One of the fastest recorded pitches in major-league baseball, thrown by Tim Lincecum in 2009, was clocked at 101.0 mi/h (see the figure). If a pitch were thrown horizontally with this velocity, how far would the ball fall vertically by the time it reached home plate, 60.5 ft away?
2.66
It will be 87.12m at the time of 1.93sec
To determine how far the ball would fall vertically by the time it reaches home plate, we need to calculate the time it takes for the ball to travel the horizontal distance and then use that time to calculate the vertical distance fallen.
Step 1: Convert the velocity from mph to ft/s.
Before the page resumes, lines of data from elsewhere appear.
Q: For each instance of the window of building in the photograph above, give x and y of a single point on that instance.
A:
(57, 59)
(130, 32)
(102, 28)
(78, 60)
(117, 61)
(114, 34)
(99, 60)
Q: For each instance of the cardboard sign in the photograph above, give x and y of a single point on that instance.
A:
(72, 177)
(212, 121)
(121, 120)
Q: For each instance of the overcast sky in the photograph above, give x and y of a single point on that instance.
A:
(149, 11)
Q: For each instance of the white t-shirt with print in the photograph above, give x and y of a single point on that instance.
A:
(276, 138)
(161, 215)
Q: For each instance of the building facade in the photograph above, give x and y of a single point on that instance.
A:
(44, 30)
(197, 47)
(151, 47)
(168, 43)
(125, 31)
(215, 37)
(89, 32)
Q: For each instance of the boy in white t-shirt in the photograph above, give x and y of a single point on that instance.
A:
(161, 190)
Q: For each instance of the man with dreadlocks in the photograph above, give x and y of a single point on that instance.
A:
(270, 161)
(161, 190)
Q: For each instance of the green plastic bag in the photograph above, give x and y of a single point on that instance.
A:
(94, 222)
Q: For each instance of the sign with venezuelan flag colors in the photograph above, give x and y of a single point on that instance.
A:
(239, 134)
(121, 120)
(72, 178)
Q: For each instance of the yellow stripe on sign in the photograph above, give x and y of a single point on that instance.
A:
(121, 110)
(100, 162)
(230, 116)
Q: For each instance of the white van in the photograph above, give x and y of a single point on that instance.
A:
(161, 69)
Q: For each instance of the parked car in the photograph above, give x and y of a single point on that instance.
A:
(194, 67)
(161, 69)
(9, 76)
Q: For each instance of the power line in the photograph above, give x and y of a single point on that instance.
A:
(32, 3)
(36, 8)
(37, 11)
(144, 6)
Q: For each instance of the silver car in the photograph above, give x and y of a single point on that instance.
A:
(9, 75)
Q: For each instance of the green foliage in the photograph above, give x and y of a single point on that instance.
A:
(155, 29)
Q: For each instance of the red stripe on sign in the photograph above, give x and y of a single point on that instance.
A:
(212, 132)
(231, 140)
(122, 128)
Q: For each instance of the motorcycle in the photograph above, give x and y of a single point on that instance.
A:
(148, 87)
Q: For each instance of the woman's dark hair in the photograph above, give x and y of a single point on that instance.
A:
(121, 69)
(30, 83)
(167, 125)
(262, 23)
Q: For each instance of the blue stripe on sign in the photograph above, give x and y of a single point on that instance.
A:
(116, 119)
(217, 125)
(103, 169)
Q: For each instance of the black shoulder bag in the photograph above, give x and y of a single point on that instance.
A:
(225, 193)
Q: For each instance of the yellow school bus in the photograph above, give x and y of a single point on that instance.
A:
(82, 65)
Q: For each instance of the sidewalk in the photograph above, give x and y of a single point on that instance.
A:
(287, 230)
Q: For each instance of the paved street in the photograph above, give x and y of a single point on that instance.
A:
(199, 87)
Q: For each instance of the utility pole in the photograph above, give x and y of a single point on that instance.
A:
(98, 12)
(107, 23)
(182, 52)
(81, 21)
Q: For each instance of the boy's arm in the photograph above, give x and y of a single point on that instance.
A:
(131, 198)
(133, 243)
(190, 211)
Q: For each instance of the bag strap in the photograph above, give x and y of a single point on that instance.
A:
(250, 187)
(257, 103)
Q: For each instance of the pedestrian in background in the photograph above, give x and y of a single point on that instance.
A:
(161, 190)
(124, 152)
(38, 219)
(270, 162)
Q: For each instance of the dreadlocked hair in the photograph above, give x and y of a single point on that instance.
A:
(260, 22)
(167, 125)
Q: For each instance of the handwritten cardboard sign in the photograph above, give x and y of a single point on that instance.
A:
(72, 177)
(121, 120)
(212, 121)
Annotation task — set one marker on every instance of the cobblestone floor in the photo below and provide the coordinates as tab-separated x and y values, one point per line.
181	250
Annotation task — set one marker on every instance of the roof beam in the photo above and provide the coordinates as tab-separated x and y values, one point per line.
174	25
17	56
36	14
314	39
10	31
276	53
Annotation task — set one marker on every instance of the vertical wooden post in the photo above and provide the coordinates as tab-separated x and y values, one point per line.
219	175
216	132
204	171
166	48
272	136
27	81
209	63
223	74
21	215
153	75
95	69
To convert from miles per hour (mi/h) to feet per second (ft/s), we need to multiply by a conversion factor.
1 mile = 5280 feet
1 hour = 3600 seconds
So, 101.0 mi/h * (5280 ft/1 mi) * (1/3600 s/1 hr) = 148.27 ft/s.
Step 2: Calculate the time it takes for the ball to reach home plate.
We can use the equation distance = speed * time to find the time.
Since the distance is given as 60.5 ft and the speed is 148.27 ft/s, we can rearrange the equation to solve for time:
Time = Distance / Speed
Time = 60.5 ft / 148.27 ft/s ≈ 0.4084 s (rounded to 4 decimal places).
Step 3: Calculate the vertical distance fallen.
Since the ball is falling vertically, we can use the equation for distance fallen under constant acceleration:
Distance = 1/2 * acceleration * time^2
The acceleration due to gravity is approximately 32.2 ft/s^2.
Distance = 1/2 * (32.2 ft/s^2) * (0.4084 s)^2 ≈ 2.09 ft (rounded to 2 decimal places).
Therefore, the ball would fall vertically approximately 2.09 feet by the time it reaches home plate.
To determine how far the ball would fall vertically by the time it reached home plate, we can use the equations of motion and the principles of projectile motion.
First, let's convert the given velocity from miles per hour (mi/h) to feet per second (ft/s). We know that 1 mile equals 5,280 feet, and 1 hour equals 3,600 seconds:
101.0 mi/h = (101.0 * 5280 ft) / (1 hr * 3600 s) = 147.8667 ft/s (approximately)
Now, we can analyze the vertical motion of the pitched ball. Since the ball is thrown horizontally, the initial vertical velocity (Vy) is 0 ft/s, and the only force acting on the ball in the vertical direction is gravity.
Using the equations of motion, we can calculate the vertical displacement (Δy) of the ball. The equation for vertical displacement is given by:
Δy = Vyi * t + (0.5) * a * t^2
Where Vyi is the initial vertical velocity, t is the time of flight, and a is the acceleration due to gravity (-32.17 ft/s^2).
Since the initial vertical velocity is 0 ft/s, the equation simplifies to:
Δy = (0.5) * (-32.17 ft/s^2) * t^2
Now, we need to find the time it takes for the ball to travel 60.5 ft horizontally. The horizontal velocity (Vx) is equal to 147.8667 ft/s, and the horizontal distance (Δx) is 60.5 ft. The equation for horizontal displacement is given by:
Δx = Vx * t
Rearranging the equation to solve for time (t):
t = Δx / Vx
Substituting the values:
t = 60.5 ft / 147.8667 ft/s ≈ 0.4096 s
Now, we can substitute this value of time into the equation for vertical displacement to find how much the ball would fall vertically:
Δy = (0.5) * (-32.17 ft/s^2) * (0.4096 s)^2
Simplifying the equation:
Δy ≈ - 0.841 ft
The negative sign indicates that the ball falls in the downward direction. So, the ball would fall approximately 0.841 ft vertically by the time it reached home plate, which is 60.5 ft away.